A.Henri de Marne,
a Waitsfield, Vt., consultant on wood-frame
construction problems, responds: The reason
that the new mold is at the base of the walls and
in the corners is because these are the coldest
areas and because the air is stagnant in spite of
the fan you installed. There is basically nothing
wrong with what you did, and not killing the mold
on the masonry walls is not what caused the new
mold on the drywall; the mold on the concrete could
not grow through the fiberglass insulation and the
plastic vapor retarder.
However, I think it was a mistake to install a
fan. This obviously requires an air inlet
(generally on an opposite wall) and both are most
likely in window openings high up on the wall. This
has the effect of bringing in a fresh supply of
warm, moist air without creating air movement where
you need it most — at the base of the
walls and in the corners of the room.
It would be better to close all windows and
doors to the basement during the hot, muggy summer
months and run a dehumidifier with a humidistat.
This will remove unwanted moisture from the air.
There is no harm in circulating air within the room
with a fan, and the owners can still open the
windows for natural ventilation on dry, breezy days
if they wish.
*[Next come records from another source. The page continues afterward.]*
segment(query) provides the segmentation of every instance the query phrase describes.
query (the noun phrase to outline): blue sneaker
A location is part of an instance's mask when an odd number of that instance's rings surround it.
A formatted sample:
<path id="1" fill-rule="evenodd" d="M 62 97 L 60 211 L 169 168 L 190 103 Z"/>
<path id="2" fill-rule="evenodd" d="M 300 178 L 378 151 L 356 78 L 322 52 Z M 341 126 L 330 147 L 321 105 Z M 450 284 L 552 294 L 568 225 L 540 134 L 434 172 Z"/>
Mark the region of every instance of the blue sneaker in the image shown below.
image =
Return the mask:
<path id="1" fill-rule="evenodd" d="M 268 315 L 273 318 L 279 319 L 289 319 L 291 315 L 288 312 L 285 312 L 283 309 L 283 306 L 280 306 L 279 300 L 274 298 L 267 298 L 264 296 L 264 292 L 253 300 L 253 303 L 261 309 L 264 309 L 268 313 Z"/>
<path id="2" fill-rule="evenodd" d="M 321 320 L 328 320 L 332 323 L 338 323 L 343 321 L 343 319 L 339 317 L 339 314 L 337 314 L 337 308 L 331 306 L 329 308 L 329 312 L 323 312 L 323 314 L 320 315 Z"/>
You should kill the mold either by
spraying the moldy areas lightly with a mixture of
equal parts water and fresh Clorox bleach or by
rubbing them gently with a sponge dampened with the
same solution.
It would have been better to adhere rigid
insulation over the entire concrete wall surface,
then install the furring strips, to avoid the
thermal short circuits now happening through the
wood strips.
For the pony wall, instead of using studs and
fiberglass, why not fasten a layer of 2-inch rigid
insulation over the existing drywall as a
wainscoting, then cover it with drywall or paneling
and top it off with a display shelf?